Le Cujas (79)

Chapitre 10 – Dashiell Stiller
Treizième  partie

J’ai encore tenu le coup pendant un an, et puis j’en ai eu assez de la comédie que je devais jouer tous les jours devant les copains. J’ai téléphoné à mon père pour lui dire que je rentrais à New-York et j’ai quitté Pittsburgh sans rien dire à personne.

J’ai été embauché au siège, sous mon vrai nom cette fois-ci, au service comptable. On m’y a accueilli avec empressement. Tout le monde savait très bien qui j’étais et que je n’y resterais pas longtemps. Je suis passé à la Direction financière six mois plus tard et, le 1er décembre 41, une semaine avant Pearl Harbor, j’ai été nommé Directeur Fiscal et Financier. Brillante carrière, n’est-ce pas, Antoine ?

— Effectivement, Dashiell, mais ne soyez pas amer. Vous aviez les diplômes pour ça, non ? Et puis, je suis sûr qu’on ne vous aurait pas donné ce poste si vous n’aviez pas été capable de le tenir.

— Peut-être… ça m’est difficile de juger. D’ailleurs, on ne le saura jamais, parce qu’en août, je me suis engagé dans l’infanterie parachutée. La suite, vous la connaissez…

Antoine craignant que Dashiell ne s’arrête là, il voulut le relancer dans une nouvelle direction.

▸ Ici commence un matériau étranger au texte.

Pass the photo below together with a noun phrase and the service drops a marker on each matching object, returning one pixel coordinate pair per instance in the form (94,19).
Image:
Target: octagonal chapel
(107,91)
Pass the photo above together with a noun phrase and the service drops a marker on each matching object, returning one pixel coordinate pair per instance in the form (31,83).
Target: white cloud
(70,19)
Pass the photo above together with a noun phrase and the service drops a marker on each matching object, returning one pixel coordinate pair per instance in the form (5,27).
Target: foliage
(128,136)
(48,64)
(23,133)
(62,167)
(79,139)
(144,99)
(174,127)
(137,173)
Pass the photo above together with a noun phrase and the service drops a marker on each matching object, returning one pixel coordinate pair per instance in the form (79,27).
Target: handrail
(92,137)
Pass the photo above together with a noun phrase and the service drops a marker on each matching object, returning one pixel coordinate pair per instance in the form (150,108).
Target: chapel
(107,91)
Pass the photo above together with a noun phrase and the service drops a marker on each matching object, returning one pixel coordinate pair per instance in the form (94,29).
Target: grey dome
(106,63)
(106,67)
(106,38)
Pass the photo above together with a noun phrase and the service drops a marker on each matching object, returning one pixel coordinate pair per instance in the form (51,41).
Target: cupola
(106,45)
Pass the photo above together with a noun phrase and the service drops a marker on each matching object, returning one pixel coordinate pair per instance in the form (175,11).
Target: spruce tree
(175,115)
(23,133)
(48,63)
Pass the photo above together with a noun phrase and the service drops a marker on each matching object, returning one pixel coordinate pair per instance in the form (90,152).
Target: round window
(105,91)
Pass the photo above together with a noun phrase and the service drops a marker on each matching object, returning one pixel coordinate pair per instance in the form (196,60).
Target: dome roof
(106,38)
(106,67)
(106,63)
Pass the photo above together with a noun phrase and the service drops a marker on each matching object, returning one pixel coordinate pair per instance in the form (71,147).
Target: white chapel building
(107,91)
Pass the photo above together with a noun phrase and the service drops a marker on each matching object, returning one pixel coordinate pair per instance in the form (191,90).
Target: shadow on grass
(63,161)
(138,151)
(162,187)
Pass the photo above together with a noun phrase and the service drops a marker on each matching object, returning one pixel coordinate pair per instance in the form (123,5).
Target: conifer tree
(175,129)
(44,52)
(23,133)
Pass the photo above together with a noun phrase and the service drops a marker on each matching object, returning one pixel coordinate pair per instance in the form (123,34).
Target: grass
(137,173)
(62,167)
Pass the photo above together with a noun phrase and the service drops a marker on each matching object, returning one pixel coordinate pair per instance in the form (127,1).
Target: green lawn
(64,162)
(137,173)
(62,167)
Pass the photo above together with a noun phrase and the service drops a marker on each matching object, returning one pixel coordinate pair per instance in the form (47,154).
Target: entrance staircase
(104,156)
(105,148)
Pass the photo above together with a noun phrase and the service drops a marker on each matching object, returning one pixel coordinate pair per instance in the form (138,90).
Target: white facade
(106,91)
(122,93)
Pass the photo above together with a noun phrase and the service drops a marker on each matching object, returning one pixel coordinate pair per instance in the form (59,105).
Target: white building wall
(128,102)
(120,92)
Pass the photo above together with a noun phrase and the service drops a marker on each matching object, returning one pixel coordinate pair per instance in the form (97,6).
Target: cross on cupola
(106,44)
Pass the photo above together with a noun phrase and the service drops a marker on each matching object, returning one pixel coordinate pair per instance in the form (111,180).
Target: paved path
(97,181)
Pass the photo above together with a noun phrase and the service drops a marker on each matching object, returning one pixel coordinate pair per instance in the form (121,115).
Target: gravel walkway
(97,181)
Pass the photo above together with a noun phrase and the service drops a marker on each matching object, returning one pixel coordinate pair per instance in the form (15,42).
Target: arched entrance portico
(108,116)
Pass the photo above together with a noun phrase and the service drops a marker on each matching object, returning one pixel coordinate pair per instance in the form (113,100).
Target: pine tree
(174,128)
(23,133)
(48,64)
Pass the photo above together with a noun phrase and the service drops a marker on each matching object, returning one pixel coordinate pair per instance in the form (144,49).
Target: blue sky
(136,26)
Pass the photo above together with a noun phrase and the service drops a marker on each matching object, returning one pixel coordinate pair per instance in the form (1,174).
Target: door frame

— Vous m’avez dit hier soir que vous ne saviez pas ce que vous alliez faire après la guerre. Vous n’allez pas retourner dans votre beau bureau de Directeur Fiscal et Financier ? Ça m’a impressionné, ça, vous savez…

— Je ne crois pas, Antoine… je ne crois pas. L’idée de reprendre ce boulot m’effraie. C’est un boulot intéressant, c’est certain, mais c’est froid, sans risque, tout tracé, trop payé… après tout ce que j’ai vu, la souffrance, la mort, la lâcheté, le courage, l’amitié, la camaraderie… passer le reste de mes jours à calculer des rentabilités ou à chercher les meilleurs moyens d’éviter le fisc, ça me parait impossible…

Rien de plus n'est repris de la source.